Outstanding Delegation

Senior Carolina Puga Mendoza and junior Isaac Gleitz were awarded Outstanding Delegation by their peers for their leadership and work within the conference. This is a prominent award, which required competing against colleges around the world such as Loyola Univeristy Chicago, Baylor University, and Paris Dauphine Univeristy-PSL to name a few.

Mendoza is currently working on her senior project that focuses on undocumented migrants. She is very passionate about the subject so it was no surprise that she was one of the first to volunteer for the International Organization for Migration Committee.  

Yet Mendoza took away a lot more than just an award. The student delegate took personal growth and came out of her shell when conflict involving another delegate arose. Mendoza and her peers view her as a passive person, always smiling and not quick to get heated.
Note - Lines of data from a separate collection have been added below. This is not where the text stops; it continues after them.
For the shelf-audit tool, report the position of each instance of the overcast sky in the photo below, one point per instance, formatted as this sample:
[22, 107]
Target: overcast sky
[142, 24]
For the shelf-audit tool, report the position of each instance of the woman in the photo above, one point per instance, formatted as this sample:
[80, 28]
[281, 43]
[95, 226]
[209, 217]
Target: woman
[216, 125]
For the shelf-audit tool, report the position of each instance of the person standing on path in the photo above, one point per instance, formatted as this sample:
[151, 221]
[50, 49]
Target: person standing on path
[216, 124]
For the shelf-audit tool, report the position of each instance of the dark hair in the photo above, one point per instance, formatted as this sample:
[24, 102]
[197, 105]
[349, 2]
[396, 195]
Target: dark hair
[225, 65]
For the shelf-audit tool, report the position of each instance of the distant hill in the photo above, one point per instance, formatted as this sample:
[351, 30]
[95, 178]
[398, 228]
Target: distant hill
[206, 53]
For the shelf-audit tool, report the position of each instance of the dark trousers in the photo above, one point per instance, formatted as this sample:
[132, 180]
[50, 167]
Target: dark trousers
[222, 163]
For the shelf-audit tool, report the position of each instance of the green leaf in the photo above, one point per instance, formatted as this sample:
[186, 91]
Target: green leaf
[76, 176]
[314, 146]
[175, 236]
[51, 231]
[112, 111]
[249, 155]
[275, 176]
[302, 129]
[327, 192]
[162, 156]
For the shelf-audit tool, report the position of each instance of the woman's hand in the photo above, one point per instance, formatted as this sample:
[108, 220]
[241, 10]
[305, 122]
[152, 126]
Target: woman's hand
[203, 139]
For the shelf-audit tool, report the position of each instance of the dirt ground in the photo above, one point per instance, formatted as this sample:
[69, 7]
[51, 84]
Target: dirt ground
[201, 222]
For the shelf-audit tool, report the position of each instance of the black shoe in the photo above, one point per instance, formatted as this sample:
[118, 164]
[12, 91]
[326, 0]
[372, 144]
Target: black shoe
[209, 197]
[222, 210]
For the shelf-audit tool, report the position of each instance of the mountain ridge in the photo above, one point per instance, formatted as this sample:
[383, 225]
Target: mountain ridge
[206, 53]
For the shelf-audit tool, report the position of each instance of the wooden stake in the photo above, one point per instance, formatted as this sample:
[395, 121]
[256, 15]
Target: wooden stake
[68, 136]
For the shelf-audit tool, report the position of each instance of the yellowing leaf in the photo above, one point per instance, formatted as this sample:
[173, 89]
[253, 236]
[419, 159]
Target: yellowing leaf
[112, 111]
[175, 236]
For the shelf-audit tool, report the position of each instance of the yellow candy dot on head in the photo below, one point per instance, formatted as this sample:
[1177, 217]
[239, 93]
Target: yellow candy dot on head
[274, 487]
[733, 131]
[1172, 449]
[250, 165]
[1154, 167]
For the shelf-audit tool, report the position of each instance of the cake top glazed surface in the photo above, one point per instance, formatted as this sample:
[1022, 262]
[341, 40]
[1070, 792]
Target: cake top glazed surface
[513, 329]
“I, sadly, had to meet up with this person who raised a lot of problems through multiple people. He was interrupting us, speaking over us, and was very hostile in the way he introduced his ideas. I’m not a very outspoken person, but at that moment, I was not having it the way he was talking to some of my peers,” Mendoza said.

In multiple instances, the committee’s chairman called the delegate representing Montenegro out about his misogyny and disrespect; he happened to be a co-leader along with Mendoza in her group. 

Her accompanied delegate, Gleitz, also noticed a problem brewing.

“He put his hands on her chair and is like standing behind her, you know, kind of like a creepy villain type style. That’s when I first knew this might or could go south,” Gleitz said.

By being a leader in a stressful, unknowing, and uncomfortable predicament, Mendoza grew as a person, deciding she wasn’t going to be on the sidelines anymore.

“I interrupted him; I stopped him right there and raised my voice, asking him to please let everyone else finish,” Mendoza said. “He was actually reported for harassment. I never saw him again.” 

Gleitz and Mendoza gave a short speech to the audience of delegates that voted for them to be awarded Outstanding Delegation during the closing ceremonies at the conference. 

“In the end we all know diamonds are formed under pressure. Delegates, we pooped out some diamonds yesterday,” Gleitz said.

“When you get a hall of several thousand people collapse (in laughter), you know everybody, the tension built up to that moment,” Smith said. “He makes the statement, and everybody chuckles, tension dissipates, and that was sort of a climax point.”